Bottom-up self-assembly of nanofibers in a chemical method is presented using the surfactant mixture of cetyltrimethylammonium bromide (CTAB) and Pluronics as the anisotropic micellar templates. Fully fluorinated perfluorooctanoic acids with highly hydrophobic C–F chains are imported for constructing exceptionally long nanofibers. Ag(I) provides robustness of the materials by the complexation with ethylene oxides in Pluronic copolymers. Fluorocarbons reside in the PPO (polypropylene oxide) blocks in Pluronic polymers and accordingly in reverse Pluronics, they are placed in the surrounding regions of nanofibers.

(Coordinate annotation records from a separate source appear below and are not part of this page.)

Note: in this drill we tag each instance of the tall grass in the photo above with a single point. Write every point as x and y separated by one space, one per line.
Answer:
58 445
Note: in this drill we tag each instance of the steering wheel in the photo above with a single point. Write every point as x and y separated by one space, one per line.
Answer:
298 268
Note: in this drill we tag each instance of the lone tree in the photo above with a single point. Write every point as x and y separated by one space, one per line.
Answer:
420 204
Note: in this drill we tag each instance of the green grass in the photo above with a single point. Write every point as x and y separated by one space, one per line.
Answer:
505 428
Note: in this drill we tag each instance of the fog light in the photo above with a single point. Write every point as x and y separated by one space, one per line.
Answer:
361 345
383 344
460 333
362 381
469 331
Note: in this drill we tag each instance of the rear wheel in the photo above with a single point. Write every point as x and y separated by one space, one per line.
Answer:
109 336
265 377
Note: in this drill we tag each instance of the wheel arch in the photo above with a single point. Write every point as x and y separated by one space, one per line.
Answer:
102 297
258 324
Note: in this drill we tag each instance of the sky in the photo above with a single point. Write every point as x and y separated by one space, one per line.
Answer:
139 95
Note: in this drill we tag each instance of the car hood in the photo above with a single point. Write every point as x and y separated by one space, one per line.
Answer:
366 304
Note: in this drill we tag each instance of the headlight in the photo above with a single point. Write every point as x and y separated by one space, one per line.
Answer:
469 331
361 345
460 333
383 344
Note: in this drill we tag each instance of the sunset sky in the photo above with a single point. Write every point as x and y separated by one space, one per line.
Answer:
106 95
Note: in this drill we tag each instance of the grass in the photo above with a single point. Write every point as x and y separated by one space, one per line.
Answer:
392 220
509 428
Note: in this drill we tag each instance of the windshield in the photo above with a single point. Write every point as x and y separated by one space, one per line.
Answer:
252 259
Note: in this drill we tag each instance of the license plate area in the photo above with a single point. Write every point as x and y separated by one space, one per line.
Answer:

During the segregation of water from hydrophobic cores, self-assembly is assumed to be driven by hydrophobic interactions among alkyl chains of CTAB, fluoroalkyl chains of perfluorooctanoic acids, and dehydrated methyl groups of PPO blocks in Pluronics. Nanofibers with relatively high aspect ratios were obtained when Pluronic copolymers with low number average molecular weights (Mn), such as L-31 (Mn ∼ 1100) and L-64 (Mn ∼ 2900), were used. Heterogeneous catalytic activities were monitored in the reduction reactions of 4-nitrophenol, and the nanorods prepared from Pluronic 31R1 show the best catalytic performances with a rate constant of 0.002 35 s−1. The roles of fluorine or C–F groups in perfluorooctanoic acids are believed to be the disruption of hydrogen bonding between water and polyethylene oxide groups, and the phase separation of nanofibers from the aqueous environment by the dehydration of hydrophobic cores.